Dad had squared it all right. He had personally gone to the superintendent and assured him that the Double-Barrel Ranch was not discontinuing its generosity to the school. “I don’t care,” Pic said. “She doesn’t seem to know the difference between right and wrong anymore.
“Just spend tomorrow with that photographer and see if you can wind it up. That should be enough. Then you can tell your mother you made a good try. But for now, put it out of your mind and come on out and eat. You need to meet the new vet.”
Dad left the room. Pic stared after him. Put Zoshi McLaren out of his mind? Easier said than done. Not only was she delicate and beautiful, sex exuded from her every pore. In that way, she was the most vulnerable adult female he had been around since his former wife.
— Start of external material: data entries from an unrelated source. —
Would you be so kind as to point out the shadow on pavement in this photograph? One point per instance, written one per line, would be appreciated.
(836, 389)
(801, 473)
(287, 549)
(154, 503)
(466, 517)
The pathetic fact was that in many ways, she reminded him of Lucianne. Though his ex-wife had been a fearless horsewoman and a fierce competitor, in the parts of her life outside the rodeo arena, she had been a mess. She had needed somebody to protect her from herself , a trait that had driven to the most primal part of Pic. He had stupidly filled the role as her protector.
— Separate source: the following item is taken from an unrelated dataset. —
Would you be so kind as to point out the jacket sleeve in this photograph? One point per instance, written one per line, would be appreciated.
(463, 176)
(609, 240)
That old familiar feeling was creeping into his psyche about Zoshi. Well, in reality, that primal part of him wanted to do more than protect. Lucianne had been hot as a pistol in bed. He couldn’t keep from wondering if that was something else Zoshi and she had in common.
When he joined the guests on the patio, Dad was helping Johnnie Sue take the brisket out of the smoker. A few years ago, Dad had hired a contractor to turn the big rock patio into an outdoor kitchen and eating area. It had colorful Mexican tile counters, a porcelain sink, a gas-fired grill and stovetop and a state-of-the-art smoker. Giant fans at two of the patio corners fended off the heat and mosquitoes. Here, the family and their guests enjoyed many a delicious summer meal.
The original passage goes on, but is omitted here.